Book Review: Anatomy of a Soldier
Anatomy of a Soldier
Written by: Harry Parker
Alfred A Knopf, 2016,
ISBN 9781101946633, 310pp
Reviewed by: Dr Jordan Beavis
Situated within a growing body of creative literature on the coalition wars of the 21st century, Anatomy of a Soldier is a novel that follows the story of British Army Captain Tom Barnes (also referred to as BA5799). A platoon commander operating out of a forward operating base in Afghanistan during the insurgency, Barnes is grievously injured in an IED strike, leading to the amputation of both legs. Throughout the book equal weight is given to recounting incidents during Barnes’s deployment in Afghanistan and subsequent long recovery from his wounds. Frustration is a key theme within this work; in Afghanistan Barnes is unable to influence the human terrain on the ground, while the sometimes tortuous slowness of his recovery is a source of continued exasperation. Out of a praiseworthy desire to show both sides of the conflict and indicate the cycles of violence involved in the war in Afghanistan, Parker also sympathetically presents several chapters from the perspective of Afghan civilians and insurgents, each of whom, according to their own motivations, supports or opposes the Western presence.
Although a novel depicting fictional events and characters, Parker’s book has autobiographical aspects. Himself a British Army veteran of Afghanistan and Iraq, Parker suffered similar injuries to the protagonist and wrote this work as a way to think about his injuries and his experiences in the Army.1 In writing from his lived experience, Parker taps into his own sense of trauma, loss, pain and frustration, but also strength and perseverance. For example, his depiction of Barnes’s semi-consciousness immediately following the explosion of the IED that removed substantial parts of his legs (Chapter 43) is vivid and highly personal, and it requires little imagination on the part of the reader to wholly empathise with both the character and the author.
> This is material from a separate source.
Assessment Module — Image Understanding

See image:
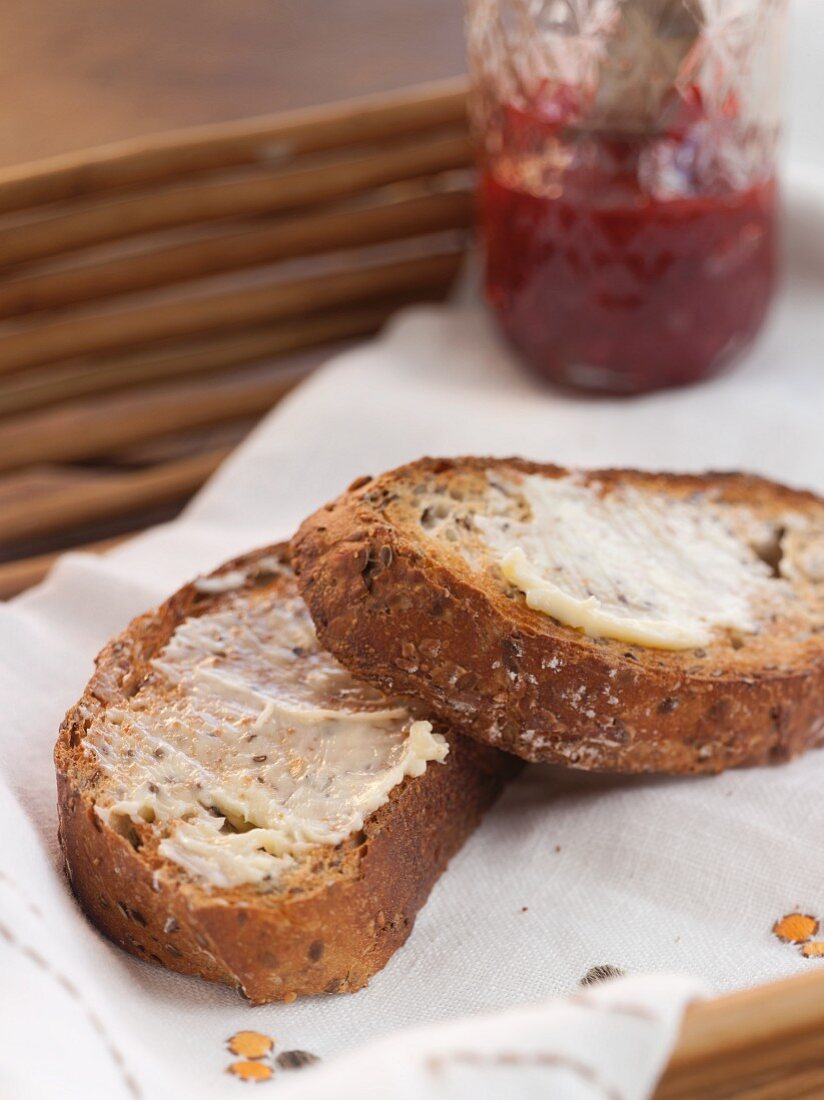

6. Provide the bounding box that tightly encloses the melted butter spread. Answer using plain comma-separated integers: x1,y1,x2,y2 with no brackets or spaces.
84,571,447,889
474,474,787,650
Beyond the praiseworthy plot the book is laudable for a litany of reasons. Not written from Barnes’s or any other single character’s perspective, some chapters are from the vantage point of an item—as miscellaneous as a bandage, a bullet and a handbag, or as specific as an intubation tube, the IED and an army-issue civilian compensation form. Personification is used to make each item aware of its surroundings while also being privy to the innermost thoughts and feelings of the novel’s principal characters, yet not in an anthropomorphic sense as they have no agency of their own. As items they underscore the different stages of Barnes’s journey; they are used and then thrown away (or set aside), their purpose complete and the plot line advanced. This unusual style can initially be jarring to the unprepared reader but its value as a creative device is all too evident. Parker should also be praised for his clear creative abilities: his chapters are well crafted and his depictions of trauma, pain and ‘force’ are continually vivid (see Chapter 42). The book shines its brightest when Parker is clearly writing from his own experience. Despite largely being a story of an injured soldier, the novel is also refreshingly free of a clichéd romantic plotline between Barnes and a healthcare professional.
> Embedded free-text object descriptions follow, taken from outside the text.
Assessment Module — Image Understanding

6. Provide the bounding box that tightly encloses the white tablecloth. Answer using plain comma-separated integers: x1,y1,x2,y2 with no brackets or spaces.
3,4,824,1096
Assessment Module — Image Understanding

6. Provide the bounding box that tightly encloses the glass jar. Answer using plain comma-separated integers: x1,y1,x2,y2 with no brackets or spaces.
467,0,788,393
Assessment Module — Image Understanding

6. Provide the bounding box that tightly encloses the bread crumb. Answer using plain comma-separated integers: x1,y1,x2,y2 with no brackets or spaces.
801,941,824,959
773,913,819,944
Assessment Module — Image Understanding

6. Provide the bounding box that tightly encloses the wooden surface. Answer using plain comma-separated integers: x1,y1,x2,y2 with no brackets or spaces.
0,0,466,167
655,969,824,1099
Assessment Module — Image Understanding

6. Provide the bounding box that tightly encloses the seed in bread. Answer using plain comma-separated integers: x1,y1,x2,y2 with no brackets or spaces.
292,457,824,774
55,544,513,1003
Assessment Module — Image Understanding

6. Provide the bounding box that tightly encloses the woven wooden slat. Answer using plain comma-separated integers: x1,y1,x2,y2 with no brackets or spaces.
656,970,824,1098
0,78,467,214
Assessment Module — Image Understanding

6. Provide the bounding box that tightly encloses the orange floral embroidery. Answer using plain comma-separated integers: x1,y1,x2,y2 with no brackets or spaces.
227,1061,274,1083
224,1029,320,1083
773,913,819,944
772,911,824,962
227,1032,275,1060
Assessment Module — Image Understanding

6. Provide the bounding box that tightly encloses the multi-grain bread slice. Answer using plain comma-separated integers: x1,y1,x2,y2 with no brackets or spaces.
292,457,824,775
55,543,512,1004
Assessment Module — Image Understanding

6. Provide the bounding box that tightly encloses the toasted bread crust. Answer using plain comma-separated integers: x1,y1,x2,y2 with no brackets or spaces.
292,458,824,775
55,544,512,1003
Weaker, however, are the chapters presented from the perspective of the Afghan insurgents and civilians. While it is a credit to Parker that he decided to include such viewpoints in the work, they contain little insight into the motivations of civilians or insurgents to support or oppose the Kabul government and Western forces beyond stereotypical monetary, nationalist or religion-based impetuses. Parker does present well-crafted and sympathetic depictions of Afghans, informed by his own service as a company-level ‘influence officer’ during a 2009 deployment to Afghanistan (where he was wounded), but the lack of an actual Afghan’s voice is all too evident. That said, Parker’s presentation is without malice and avoids cultural appropriation, while generally adding to the work’s value instead of detracting from it.
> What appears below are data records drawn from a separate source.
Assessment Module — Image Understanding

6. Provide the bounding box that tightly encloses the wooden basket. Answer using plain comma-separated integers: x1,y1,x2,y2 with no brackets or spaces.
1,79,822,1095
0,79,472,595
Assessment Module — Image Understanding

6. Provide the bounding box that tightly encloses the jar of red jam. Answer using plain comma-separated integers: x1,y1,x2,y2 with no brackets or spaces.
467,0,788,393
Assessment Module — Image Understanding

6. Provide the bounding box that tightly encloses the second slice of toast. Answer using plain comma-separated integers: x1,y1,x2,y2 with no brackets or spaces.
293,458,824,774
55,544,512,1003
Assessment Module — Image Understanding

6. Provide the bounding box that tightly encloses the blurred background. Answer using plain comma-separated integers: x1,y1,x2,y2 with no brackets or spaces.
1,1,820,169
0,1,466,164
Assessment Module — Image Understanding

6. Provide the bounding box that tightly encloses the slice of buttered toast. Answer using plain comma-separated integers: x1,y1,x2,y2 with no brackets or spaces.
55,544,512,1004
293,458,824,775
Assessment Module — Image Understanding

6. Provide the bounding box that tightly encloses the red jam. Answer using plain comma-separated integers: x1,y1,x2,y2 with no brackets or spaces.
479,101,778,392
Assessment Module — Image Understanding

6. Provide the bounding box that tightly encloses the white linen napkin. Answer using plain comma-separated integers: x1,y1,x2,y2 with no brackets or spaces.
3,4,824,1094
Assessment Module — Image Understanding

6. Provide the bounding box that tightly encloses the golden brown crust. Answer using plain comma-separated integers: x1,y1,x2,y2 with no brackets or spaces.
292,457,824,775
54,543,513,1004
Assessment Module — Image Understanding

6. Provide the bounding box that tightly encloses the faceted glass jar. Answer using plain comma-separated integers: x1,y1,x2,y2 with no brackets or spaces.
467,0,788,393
Anatomy of a Soldier would find a happy home on the shelf and in the minds of many. The general reader will enjoy a semi-autobiographical insight into the war in Afghanistan, while the sympathetic treatment of Afghan insurgents and civilians will perhaps change perspectives on the conflict. Veterans (serving and retired) who may also be dealing with post-deployment injuries or trauma will readily empathise with the central character, while soldiers without such experience will perhaps find a greater understanding of the human cost of war. To the family and friends of servicepeople it provides a glimpse into the all-too-real military worlds of their loved ones. Raw in its presentation and impactful in its telling, Parker’s Anatomy of a Soldier offers a very human insight into one of modernity’s longest-running conflicts.